BEIRUT — A large armored contingent of Syria’s elite Republican Guard stormed a western Damascus suburb near the presidential palace Friday, residents and anti-government activists said, bringing intense combat with insurgents unusually close to the doorstep of the embattled Syrian leadership.
Hundreds of residents fled the fighting, which followed days of shelling by government forces after a three-month truce collapsed in the area. Home to hundreds of Guard members and their families, the suburb extends to within a mile of the palace, the residence of President Bashar Assad, which overlooks the capital.
The government and its armed opponents blamed one another, each claiming that residents of the neighborhood, Qudsaya, had requested protection from the other side.
On the other side of the capital, in the suburb of East Ghouta, rebels celebrated their apparent downing of a helicopter, documented in dramatic videos of the craft losing its rotors, spinning to earth and exploding, and jubilant young men dragging its tail section behind a pickup truck.

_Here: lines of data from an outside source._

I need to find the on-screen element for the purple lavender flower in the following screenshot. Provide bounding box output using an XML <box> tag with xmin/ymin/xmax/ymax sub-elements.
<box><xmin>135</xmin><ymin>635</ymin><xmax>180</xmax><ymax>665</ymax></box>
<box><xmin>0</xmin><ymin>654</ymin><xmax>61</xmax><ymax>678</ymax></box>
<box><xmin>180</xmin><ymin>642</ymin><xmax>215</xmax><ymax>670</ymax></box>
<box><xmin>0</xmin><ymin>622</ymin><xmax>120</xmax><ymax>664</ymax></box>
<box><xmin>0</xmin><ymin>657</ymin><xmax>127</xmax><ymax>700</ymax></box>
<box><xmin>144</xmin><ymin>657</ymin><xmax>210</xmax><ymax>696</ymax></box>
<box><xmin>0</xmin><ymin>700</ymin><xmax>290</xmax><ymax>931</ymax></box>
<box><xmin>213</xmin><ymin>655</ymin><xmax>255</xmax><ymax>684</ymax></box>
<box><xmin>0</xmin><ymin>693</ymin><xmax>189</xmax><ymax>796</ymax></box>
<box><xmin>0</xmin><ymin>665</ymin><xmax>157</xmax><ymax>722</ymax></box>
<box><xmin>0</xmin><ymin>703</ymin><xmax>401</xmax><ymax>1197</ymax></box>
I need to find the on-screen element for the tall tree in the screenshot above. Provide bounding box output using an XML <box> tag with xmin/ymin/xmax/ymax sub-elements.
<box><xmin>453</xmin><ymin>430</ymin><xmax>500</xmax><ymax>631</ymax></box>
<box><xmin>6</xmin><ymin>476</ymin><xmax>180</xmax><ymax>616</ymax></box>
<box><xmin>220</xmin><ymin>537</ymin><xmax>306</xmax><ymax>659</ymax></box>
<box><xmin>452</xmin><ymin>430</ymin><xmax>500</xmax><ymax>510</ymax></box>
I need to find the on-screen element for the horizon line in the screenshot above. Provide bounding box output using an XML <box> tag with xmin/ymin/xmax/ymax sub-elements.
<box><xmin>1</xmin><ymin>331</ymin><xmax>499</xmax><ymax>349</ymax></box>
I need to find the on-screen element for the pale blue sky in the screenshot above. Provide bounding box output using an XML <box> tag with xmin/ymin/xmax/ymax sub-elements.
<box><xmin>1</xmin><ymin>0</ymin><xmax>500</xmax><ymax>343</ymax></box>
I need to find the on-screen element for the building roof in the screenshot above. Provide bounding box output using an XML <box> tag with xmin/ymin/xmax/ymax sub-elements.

The fighting around Damascus came as anti-government activists reported a renewal of fierce army shelling of Homs, the central city that has long been a trouble spot for Assad. The shelling demonstrated that the government is still struggling to control the city, which it had declared insurgent-free eight months ago.
Meanwhile, fears of regional repercussions continued to build as Turkish artillery hit Syria for a third consecutive day after a Syrian mortar killed five Turkish civilians Wednesday.